YongZhi Zhang1,2, Rui Xiong1, HongWen He1, Xiaobo Qu2 and Michael G. Pecht3
1 National Engineering Laboratory for Electric Vehicles, Department of Vehicle Engineering, School of Mechanical Engineering, Beijing Institute of Technology, Beijing, 100081, China
2 Department of Architecture and Civil Engineering, Chalmers University of Technology, Gothenburg, SE-412 96, Sweden
3 CALCE, Center for Advanced Life Cycle Engineering, Department of Mechanical Engineering, University of Maryland, College Park, Maryland 20742, USA
Abstract:
This paper developed methods for improving the practicability of battery health diagnosis and remaining useful life prognostics.

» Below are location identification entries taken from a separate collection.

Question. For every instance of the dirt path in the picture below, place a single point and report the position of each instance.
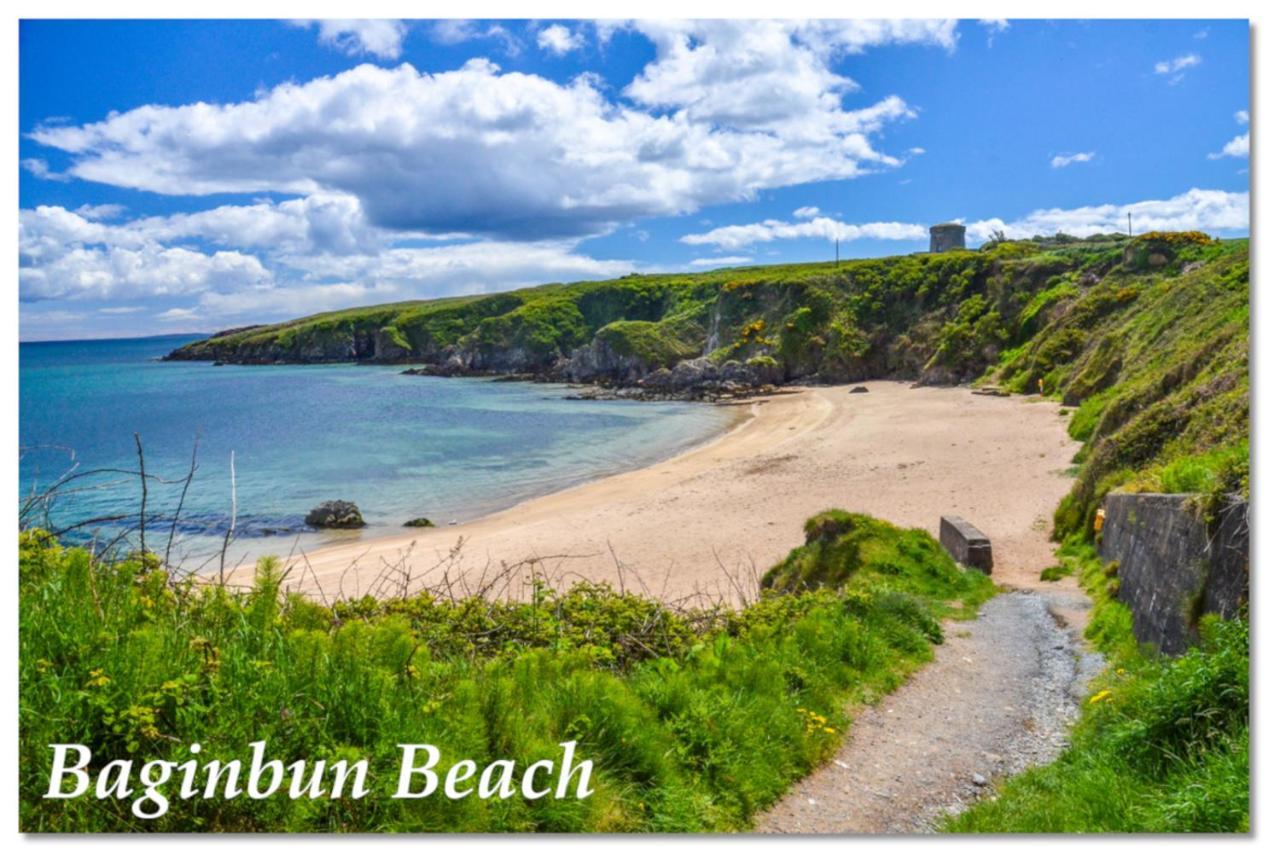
(997, 698)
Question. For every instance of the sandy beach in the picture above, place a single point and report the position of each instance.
(705, 524)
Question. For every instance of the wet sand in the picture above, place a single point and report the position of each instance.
(703, 525)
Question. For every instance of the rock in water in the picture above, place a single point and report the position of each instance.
(336, 513)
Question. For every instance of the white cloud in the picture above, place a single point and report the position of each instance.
(732, 237)
(1176, 67)
(40, 168)
(725, 261)
(456, 31)
(1237, 147)
(1064, 160)
(309, 255)
(1208, 210)
(517, 156)
(380, 37)
(993, 26)
(773, 74)
(558, 39)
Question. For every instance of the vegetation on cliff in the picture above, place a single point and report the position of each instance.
(1156, 355)
(1147, 338)
(695, 720)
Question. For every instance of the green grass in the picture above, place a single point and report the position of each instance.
(1157, 361)
(1155, 353)
(1162, 745)
(695, 721)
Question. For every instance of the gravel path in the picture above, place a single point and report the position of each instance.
(997, 698)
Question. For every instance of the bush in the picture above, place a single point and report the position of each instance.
(694, 720)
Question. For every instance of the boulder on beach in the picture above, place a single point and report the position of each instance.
(336, 513)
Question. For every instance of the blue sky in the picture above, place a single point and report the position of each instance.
(192, 176)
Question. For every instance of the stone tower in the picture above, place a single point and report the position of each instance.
(947, 236)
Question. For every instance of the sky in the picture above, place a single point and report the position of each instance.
(186, 177)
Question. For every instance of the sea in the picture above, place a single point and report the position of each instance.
(397, 446)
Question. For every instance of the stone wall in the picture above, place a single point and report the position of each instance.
(1174, 566)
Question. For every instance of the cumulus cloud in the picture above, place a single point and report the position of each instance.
(1068, 159)
(1237, 147)
(40, 168)
(380, 37)
(723, 261)
(558, 39)
(512, 156)
(456, 31)
(1208, 210)
(732, 237)
(773, 74)
(270, 260)
(1176, 68)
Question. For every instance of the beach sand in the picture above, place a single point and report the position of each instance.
(703, 525)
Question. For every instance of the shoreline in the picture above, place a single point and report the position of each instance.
(704, 524)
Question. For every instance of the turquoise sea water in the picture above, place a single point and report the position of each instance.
(398, 446)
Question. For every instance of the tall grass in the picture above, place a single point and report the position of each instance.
(1162, 744)
(695, 721)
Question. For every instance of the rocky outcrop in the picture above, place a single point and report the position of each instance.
(336, 513)
(598, 362)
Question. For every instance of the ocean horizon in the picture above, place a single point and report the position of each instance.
(398, 446)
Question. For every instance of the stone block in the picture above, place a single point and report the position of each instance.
(965, 543)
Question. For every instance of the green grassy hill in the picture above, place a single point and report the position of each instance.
(699, 720)
(941, 315)
(1148, 337)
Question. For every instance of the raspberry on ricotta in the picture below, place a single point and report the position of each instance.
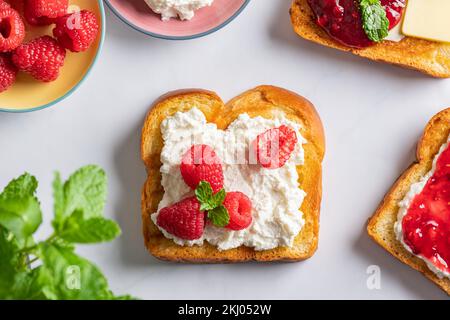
(423, 220)
(275, 193)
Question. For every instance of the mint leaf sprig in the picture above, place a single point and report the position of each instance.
(50, 269)
(212, 203)
(374, 19)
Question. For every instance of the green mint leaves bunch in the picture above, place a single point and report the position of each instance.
(374, 19)
(212, 203)
(51, 269)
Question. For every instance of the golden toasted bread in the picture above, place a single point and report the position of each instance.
(263, 101)
(429, 57)
(381, 225)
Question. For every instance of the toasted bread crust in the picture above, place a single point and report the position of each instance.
(381, 225)
(262, 101)
(429, 57)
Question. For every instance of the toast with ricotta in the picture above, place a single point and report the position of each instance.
(264, 101)
(381, 225)
(432, 58)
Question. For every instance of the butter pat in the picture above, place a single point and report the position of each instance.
(428, 19)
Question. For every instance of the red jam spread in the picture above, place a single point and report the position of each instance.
(426, 225)
(342, 19)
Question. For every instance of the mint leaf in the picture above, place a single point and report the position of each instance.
(77, 229)
(219, 216)
(218, 198)
(208, 200)
(204, 193)
(58, 198)
(84, 191)
(375, 21)
(23, 186)
(16, 281)
(8, 261)
(20, 215)
(70, 276)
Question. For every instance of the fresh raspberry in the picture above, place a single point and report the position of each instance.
(12, 28)
(183, 219)
(275, 146)
(4, 4)
(239, 208)
(200, 163)
(44, 12)
(76, 31)
(8, 72)
(41, 57)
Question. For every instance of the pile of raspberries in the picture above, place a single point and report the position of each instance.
(41, 57)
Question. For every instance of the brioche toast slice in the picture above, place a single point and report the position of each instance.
(432, 58)
(381, 225)
(265, 101)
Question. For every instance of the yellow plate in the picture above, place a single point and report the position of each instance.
(28, 94)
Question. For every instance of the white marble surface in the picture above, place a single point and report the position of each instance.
(373, 115)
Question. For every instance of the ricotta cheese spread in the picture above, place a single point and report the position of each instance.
(275, 193)
(184, 9)
(404, 205)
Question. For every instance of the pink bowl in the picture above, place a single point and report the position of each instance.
(207, 20)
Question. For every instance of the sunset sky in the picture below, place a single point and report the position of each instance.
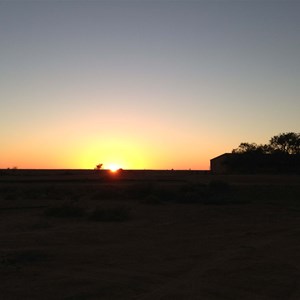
(144, 84)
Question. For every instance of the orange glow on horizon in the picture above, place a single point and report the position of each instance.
(114, 168)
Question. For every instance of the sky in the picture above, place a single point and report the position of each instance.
(144, 84)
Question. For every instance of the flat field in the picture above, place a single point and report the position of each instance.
(81, 235)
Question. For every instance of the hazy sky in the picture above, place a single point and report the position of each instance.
(144, 84)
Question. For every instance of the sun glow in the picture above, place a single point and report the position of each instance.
(114, 167)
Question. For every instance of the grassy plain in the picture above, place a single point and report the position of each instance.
(85, 235)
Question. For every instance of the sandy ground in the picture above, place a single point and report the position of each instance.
(164, 251)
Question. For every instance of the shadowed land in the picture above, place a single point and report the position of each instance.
(148, 235)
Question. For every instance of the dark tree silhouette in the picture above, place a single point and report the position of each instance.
(288, 143)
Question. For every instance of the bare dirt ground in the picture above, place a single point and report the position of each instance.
(248, 248)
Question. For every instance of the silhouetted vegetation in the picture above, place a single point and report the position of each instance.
(286, 143)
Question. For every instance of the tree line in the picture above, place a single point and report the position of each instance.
(283, 143)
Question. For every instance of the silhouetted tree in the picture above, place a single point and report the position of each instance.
(252, 148)
(288, 143)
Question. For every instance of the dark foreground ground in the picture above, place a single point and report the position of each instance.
(143, 235)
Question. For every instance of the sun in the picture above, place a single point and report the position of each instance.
(114, 167)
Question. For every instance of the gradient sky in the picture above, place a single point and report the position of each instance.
(144, 84)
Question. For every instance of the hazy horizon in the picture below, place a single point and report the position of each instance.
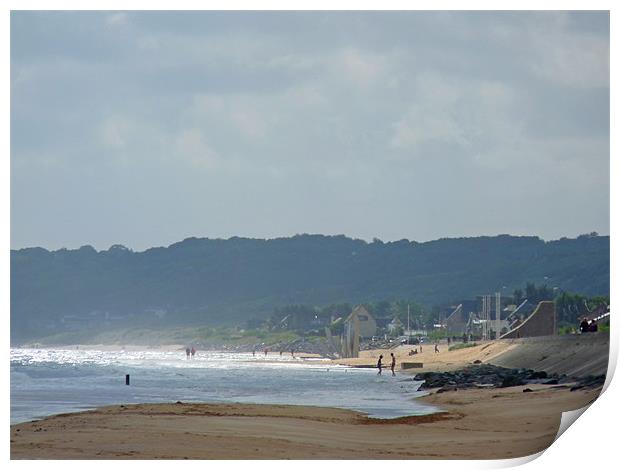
(145, 128)
(104, 248)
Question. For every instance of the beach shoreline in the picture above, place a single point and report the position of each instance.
(474, 424)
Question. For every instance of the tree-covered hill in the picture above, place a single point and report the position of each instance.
(215, 281)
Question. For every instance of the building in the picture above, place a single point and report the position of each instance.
(359, 324)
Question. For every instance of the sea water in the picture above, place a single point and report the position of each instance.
(51, 381)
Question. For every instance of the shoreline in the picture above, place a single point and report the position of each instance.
(474, 424)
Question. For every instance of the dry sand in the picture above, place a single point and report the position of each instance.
(476, 424)
(574, 355)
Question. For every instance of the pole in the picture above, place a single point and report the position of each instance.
(408, 329)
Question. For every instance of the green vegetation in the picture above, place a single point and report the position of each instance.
(228, 282)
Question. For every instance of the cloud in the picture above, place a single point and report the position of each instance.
(320, 111)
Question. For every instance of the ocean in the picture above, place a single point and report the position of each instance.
(45, 382)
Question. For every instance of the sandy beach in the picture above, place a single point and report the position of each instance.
(475, 424)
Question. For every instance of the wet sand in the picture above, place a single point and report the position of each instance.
(476, 424)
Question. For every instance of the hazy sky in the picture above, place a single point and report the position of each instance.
(145, 128)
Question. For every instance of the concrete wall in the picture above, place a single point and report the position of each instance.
(574, 355)
(541, 322)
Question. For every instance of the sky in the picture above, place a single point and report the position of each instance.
(145, 128)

Battery state of health was estimated using a feature extraction-based method based on the charging voltage curve. Battery remaining useful life was predicted by identifying recognizable aging stages. Acceleration aging test data for 9 cells at constant current rates including 0.5C, 1C, 1.5C, and 2C, and dynamic current rates were used to validate the developed methods. The capacity estimates were accurate with estimation errors less than 1% at most cycles. The remaining useful life was predicted within 0.3 s at dynamic current rates, with the prediction errors at most cycles less than 10 after 300 cycles and the 95% confidence intervals covering about 20 cycles for each prediction.